As I let the clutch out and push the gas in, the car begins to move. Hey, maybe this really won’t be so bad, I think to myself. Then suddenly, the car sprints backward, and I let out a shriek as I struggle to remember how to stop this accelerating piece of metal. My daring, shotgun riding passenger quickly reminds me that if I want to stop, I’ll have to take my foot off the gas. Smiling sheepishly, I do so and the car begins to become less of a danger to anyone within a mile radius. On the plus side, the car isn’t dead yet and I haven’t cried; so really, it’s looking like I’ll be successful.

 

I begin my first attempt of shifting into first gear to go down my driveway. Doing my best to slowly, gently ease my foot off the clutch and push in the gas. Thinking I’ve hit that sweet spot, I remove my clutch-controlling foot. The car lunges forward and then dies. So, I try again and oddly enough, successfully make it down my driveway. There is now only one thing in the way of my position and the road: the little hill. I’ve been warned that hills are more difficult, but it can’t be that hard. Well, after I successfully spin out in well-compacted gravel and start to roll back, I discover it actually is that hard. After a lot of effort, stalling the car, frustration, a laughing passenger, and diagnosing the car with pneumonia, I’ve made it onto the road. As I begin to drive the straightaway the car and I work in tandem; I practice shifting gears and the car does lunges.

 

At the end of the road is a stop sign. Following the directions of my still giggly passenger I successfully slow down and come to a stop. After checking for oncoming traffic, I attempt to get the car rolling again in an effort to turn the corner, and the car dies. So, I try again. Dead.

 

And again. Dead.

 

Again. Dead.

 

In frustration, my head meets the cold, hard middle of the steering wheel and I wail out in anguish.

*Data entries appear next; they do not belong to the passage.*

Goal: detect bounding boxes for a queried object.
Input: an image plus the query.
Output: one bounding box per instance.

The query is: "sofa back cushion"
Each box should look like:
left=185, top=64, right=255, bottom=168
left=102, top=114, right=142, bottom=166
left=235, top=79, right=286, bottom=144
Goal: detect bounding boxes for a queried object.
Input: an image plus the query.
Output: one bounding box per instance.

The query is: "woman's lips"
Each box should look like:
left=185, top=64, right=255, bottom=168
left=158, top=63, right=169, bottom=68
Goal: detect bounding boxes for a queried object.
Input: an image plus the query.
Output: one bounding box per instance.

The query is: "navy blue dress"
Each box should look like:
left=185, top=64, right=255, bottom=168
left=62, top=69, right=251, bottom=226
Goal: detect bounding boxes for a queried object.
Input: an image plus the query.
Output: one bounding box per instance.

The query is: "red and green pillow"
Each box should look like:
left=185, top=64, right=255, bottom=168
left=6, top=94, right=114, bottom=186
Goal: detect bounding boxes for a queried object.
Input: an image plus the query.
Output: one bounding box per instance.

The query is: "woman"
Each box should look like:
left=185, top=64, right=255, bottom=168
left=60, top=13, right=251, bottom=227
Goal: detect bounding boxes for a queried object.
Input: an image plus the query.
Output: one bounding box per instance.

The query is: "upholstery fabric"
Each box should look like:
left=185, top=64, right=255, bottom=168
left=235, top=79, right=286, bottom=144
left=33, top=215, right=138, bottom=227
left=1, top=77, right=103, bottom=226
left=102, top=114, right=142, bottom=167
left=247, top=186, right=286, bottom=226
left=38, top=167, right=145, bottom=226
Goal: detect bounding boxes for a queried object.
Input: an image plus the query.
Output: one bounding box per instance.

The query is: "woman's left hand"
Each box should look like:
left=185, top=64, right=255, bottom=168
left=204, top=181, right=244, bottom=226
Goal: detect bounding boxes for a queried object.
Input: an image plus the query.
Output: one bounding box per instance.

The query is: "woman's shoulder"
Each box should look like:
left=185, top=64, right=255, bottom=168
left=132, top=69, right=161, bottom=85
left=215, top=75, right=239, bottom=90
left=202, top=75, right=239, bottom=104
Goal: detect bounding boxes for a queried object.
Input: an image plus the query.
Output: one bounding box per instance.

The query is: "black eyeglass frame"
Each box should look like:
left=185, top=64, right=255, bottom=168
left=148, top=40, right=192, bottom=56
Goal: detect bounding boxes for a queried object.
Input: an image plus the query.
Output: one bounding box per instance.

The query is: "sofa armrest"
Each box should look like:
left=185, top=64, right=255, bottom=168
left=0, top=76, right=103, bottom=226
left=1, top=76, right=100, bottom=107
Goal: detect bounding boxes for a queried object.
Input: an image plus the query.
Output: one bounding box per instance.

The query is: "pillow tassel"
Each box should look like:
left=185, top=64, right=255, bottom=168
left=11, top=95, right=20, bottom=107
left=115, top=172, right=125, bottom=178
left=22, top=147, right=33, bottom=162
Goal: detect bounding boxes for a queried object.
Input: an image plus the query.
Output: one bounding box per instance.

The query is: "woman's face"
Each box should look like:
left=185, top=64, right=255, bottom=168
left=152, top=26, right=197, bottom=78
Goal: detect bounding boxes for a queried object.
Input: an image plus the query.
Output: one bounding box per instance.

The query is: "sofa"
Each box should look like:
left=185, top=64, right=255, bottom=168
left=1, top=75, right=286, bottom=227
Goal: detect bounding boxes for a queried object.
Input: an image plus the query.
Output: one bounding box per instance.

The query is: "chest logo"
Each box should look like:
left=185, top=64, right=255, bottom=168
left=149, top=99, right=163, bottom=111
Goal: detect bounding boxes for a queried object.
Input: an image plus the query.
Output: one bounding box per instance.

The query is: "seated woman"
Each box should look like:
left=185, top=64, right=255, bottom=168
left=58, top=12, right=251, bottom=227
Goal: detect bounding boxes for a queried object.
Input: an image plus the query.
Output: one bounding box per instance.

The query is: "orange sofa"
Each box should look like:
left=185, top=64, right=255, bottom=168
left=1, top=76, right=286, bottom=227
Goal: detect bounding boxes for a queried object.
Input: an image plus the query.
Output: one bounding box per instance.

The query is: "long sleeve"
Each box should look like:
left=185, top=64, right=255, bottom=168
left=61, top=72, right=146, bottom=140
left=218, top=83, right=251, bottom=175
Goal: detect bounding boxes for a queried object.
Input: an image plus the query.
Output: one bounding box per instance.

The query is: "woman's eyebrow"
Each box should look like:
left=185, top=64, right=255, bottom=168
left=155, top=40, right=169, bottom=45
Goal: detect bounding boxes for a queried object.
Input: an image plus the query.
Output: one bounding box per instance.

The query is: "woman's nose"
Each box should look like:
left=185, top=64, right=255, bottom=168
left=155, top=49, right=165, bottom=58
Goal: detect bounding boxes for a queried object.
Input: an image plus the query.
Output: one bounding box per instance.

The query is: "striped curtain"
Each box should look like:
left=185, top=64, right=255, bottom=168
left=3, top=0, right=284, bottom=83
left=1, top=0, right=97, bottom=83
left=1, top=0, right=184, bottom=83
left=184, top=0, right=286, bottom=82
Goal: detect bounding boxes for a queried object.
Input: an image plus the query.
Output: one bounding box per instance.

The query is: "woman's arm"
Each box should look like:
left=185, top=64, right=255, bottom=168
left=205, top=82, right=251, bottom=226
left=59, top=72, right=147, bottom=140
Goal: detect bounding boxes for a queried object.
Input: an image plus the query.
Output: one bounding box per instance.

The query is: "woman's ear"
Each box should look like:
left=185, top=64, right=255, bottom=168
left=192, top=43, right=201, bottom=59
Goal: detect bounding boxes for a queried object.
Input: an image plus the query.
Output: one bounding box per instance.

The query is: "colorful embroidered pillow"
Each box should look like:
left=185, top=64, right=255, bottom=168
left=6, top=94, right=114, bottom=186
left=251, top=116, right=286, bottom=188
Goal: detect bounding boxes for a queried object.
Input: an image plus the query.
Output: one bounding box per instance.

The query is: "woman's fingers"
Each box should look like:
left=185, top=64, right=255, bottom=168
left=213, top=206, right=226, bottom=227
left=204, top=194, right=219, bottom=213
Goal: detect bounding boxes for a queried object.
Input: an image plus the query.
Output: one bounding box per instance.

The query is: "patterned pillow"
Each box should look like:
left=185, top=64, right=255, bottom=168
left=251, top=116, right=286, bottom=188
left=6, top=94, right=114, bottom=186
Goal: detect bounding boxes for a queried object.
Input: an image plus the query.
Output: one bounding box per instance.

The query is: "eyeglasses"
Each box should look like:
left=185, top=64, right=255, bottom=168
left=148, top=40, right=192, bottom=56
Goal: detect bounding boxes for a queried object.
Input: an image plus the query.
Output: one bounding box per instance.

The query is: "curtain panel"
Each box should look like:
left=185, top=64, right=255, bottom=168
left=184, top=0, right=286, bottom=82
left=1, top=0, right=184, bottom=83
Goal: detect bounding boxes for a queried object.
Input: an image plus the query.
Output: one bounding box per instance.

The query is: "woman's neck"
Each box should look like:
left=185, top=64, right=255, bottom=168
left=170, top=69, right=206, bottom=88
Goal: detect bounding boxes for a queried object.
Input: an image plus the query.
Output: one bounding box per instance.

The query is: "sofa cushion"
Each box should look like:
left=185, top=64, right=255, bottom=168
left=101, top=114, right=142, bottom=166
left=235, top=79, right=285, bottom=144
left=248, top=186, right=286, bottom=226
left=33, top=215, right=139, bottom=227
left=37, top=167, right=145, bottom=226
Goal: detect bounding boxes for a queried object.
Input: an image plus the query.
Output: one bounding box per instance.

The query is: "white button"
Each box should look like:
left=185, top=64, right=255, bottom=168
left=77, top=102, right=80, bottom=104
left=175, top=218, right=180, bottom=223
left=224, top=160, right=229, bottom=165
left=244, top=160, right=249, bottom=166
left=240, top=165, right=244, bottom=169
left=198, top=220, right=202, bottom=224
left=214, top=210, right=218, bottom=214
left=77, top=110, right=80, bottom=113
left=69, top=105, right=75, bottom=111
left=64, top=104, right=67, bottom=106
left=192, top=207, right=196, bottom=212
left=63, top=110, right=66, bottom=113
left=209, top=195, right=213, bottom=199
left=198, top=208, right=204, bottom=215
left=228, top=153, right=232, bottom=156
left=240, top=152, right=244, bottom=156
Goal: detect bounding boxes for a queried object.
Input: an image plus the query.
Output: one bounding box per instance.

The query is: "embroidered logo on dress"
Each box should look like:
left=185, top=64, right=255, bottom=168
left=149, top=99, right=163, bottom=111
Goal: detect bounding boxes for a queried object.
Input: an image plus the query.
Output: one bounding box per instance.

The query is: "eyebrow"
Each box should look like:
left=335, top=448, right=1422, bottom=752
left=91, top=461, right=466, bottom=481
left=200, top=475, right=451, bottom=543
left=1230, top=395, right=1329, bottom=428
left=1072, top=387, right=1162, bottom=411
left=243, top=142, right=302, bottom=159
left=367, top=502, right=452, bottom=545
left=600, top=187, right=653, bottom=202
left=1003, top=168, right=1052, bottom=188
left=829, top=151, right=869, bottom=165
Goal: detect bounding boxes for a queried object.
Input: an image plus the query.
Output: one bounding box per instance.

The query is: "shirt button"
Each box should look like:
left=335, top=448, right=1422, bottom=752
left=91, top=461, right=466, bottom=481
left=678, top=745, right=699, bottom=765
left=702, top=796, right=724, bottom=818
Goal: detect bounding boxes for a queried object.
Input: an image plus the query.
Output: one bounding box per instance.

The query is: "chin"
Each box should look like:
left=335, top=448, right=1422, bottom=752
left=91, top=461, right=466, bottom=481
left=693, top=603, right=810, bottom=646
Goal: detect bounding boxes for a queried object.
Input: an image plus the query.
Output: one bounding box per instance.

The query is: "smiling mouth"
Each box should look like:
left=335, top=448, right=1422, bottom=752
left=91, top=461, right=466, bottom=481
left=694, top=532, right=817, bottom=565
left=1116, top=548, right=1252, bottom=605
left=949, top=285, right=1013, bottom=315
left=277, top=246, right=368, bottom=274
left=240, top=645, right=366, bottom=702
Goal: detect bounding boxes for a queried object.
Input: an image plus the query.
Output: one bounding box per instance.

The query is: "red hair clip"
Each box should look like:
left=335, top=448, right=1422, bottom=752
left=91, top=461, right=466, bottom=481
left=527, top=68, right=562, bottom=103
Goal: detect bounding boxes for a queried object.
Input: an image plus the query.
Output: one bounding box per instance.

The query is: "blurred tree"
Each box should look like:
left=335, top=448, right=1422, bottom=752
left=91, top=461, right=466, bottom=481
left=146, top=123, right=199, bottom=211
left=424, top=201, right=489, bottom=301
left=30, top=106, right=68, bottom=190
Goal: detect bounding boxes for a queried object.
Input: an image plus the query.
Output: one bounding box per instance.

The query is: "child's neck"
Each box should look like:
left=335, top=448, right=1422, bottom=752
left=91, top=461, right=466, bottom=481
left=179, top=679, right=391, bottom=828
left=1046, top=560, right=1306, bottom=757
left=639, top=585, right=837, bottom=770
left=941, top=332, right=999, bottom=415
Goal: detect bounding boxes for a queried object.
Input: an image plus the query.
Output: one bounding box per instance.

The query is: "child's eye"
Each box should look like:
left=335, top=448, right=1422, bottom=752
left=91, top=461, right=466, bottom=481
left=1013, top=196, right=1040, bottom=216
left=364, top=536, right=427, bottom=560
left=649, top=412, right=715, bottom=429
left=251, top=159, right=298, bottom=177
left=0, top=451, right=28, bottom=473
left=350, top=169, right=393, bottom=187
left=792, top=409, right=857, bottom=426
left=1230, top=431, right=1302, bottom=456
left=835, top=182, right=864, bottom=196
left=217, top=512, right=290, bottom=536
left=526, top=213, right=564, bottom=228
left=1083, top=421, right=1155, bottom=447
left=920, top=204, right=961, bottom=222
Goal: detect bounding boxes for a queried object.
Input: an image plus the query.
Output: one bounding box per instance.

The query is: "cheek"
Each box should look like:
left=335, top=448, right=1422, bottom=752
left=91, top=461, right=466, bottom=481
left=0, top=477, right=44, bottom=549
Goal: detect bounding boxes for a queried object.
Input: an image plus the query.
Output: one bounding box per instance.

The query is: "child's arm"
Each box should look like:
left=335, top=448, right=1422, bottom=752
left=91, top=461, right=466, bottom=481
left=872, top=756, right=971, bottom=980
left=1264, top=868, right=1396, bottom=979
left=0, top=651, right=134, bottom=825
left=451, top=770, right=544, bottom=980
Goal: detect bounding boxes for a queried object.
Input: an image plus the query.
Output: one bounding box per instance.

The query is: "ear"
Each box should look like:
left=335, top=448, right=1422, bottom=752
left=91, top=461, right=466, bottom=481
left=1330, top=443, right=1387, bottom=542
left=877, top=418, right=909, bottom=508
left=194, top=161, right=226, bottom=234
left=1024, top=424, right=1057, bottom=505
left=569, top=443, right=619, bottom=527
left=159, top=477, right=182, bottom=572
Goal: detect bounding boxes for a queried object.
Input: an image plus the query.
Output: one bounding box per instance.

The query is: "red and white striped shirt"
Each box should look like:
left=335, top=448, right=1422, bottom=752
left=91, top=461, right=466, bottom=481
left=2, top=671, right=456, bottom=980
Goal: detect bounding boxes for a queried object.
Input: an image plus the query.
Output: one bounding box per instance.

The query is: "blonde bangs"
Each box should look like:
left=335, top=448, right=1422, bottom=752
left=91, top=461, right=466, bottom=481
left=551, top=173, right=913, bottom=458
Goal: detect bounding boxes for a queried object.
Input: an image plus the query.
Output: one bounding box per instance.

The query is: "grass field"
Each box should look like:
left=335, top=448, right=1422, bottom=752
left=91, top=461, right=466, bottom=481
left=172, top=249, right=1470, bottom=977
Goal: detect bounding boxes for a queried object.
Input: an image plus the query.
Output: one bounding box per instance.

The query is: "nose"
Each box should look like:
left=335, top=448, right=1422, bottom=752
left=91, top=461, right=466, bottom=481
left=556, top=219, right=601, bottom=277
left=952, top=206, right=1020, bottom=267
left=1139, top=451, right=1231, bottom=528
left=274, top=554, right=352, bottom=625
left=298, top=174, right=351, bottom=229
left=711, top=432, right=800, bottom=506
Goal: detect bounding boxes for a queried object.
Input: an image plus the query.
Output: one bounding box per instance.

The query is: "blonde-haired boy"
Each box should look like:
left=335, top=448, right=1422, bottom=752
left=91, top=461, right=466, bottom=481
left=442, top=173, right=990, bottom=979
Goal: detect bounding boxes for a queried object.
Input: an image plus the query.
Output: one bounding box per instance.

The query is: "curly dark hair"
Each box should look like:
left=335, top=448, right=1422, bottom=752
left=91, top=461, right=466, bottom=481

I look out my window at just the right time to see my neighbor, who also happens to be my band director, on his lawnmower. He stares at me with a look of concern. The best I can do is fake a smile that’s more like a grimace and give a friendly wave. My once supportive mom is now in tears, but not the same kind I’m nearly in; her tears are tears of laughter. After a few more tries at moving and killing the car instead, I make it around the corner. I’ve had it, I’m done. I start to turn around, nearly driving into a ditch while I’m at it, and I drive home. Though I make some killer stops along the way, at least with each stop I’m one lunge closer to my destination.